En écrivant ces lignes, pour notre tract, j’avais un scrupule : à cause de qui, c’était, ces dégâts ? À cause, pas seulement mais entre autres, à cause des socialistes. Eux qui, depuis quarante ans, ont accepté l’Acte Unique, le traité de Maastricht, les accords du Gatt, les rounds de l’OMC, etc. Eux qui, alors que le peuple répondait « non », en 2005, non à la « concurrence libre et non faussée », non à la « libre circulation des capitaux et des marchandises », eux qui sont passés outre, à Lisbonne. Et on n’en serait pas là, à Péronne et ailleurs, on n’en serait pas avec le RN comme premier vote ouvrier, on n’en serait pas là si le Parti Socialiste n’avait pas trahi. Bien des fois j’ai songé à ça, alors que je filais le coup de main à Christophe et Valérie - qui ne sont, bien sûr, ni Jacques Delors ni Pascal Lamy, qui incarnent un PS plus populaire, m’enfin, justement, qui servent de base et de caution aux éléphants d’en haut. Eux qui les écrasent.

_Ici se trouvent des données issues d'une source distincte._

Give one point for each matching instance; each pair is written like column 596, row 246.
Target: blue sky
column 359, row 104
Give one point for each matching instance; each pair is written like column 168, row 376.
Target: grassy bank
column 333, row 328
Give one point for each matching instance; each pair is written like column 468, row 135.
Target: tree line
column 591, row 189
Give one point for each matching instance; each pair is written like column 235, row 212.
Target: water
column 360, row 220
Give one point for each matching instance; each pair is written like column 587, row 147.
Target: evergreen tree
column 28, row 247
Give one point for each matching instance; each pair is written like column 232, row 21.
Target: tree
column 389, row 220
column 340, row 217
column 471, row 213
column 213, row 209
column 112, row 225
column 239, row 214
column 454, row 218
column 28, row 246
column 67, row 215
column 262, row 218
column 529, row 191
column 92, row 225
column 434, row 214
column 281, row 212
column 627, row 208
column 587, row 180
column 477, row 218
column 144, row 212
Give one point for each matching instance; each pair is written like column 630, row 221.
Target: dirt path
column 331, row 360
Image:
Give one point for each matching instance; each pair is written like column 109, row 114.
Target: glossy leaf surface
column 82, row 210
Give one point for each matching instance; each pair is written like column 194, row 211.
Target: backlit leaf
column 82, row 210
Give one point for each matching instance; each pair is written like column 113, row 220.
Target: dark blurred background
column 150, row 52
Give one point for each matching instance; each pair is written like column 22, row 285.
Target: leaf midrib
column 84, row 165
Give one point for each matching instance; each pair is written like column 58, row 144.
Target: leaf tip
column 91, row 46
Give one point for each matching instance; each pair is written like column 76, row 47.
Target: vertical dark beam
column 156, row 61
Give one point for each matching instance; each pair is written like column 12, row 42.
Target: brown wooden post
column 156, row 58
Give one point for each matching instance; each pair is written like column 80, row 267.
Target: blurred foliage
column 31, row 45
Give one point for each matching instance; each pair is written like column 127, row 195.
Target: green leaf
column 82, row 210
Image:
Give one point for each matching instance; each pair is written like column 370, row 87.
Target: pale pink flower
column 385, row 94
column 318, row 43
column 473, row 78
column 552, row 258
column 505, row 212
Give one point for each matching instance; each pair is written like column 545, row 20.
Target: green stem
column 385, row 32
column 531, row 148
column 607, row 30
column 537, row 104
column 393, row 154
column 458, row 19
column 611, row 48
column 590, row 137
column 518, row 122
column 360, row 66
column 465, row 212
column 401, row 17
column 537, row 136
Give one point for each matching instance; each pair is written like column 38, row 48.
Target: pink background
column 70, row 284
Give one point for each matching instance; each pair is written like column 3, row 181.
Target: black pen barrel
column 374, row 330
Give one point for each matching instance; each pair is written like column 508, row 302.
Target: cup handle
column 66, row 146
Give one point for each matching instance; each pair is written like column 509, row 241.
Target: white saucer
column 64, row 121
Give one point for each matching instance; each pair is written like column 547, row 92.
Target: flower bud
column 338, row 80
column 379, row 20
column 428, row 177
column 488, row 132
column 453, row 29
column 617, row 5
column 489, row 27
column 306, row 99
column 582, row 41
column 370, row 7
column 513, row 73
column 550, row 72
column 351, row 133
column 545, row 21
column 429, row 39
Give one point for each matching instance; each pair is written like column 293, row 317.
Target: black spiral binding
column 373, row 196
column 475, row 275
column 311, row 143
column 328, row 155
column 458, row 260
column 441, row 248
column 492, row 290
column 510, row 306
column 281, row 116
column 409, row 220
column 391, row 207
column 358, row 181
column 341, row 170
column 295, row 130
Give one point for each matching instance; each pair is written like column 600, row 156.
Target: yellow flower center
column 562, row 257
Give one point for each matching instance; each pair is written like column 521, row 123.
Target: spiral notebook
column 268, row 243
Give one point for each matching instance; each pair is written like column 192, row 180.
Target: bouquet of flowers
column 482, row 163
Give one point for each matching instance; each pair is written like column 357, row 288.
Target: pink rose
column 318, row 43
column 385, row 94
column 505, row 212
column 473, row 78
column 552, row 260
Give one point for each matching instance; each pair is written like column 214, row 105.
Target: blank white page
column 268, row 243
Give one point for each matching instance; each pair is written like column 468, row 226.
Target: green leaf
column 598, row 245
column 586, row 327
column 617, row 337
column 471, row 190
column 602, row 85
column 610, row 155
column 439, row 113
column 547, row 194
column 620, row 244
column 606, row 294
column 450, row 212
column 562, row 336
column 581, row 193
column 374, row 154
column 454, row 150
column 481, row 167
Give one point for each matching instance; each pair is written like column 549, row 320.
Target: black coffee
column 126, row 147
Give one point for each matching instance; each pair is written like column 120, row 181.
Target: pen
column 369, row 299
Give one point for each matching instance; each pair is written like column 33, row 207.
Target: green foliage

Je me souvenais alors du Jaurès en campagne, dans son Sud-Ouest, parcourant des lieues, de ferme en ferme, évitant les flaques d’eau, glissant sur un talus, pour gagner une à une les voix des paysans de Pampelonne, de Monestiès, de Valderiès. Lorsque, sur ces chemins, il était « assailli, matériellement assailli, non pas par les huées, mais par les bâtons, par les pierres, par les embuscades », lorsqu’il était guetté « par les gens du château, par les gens du presbytère, et que près de tomber dans le guet-apens » il était arraché au danger « par les radicaux, petits médecins de villages, petits propriétaires paysans, démocrates qui mènent à leur manière, en dehors de toute formule, une instinctive lutte de classe ».
Alors c’est avec eux aussi qu’il faut reconquérir les cœurs, à Péronne et ailleurs.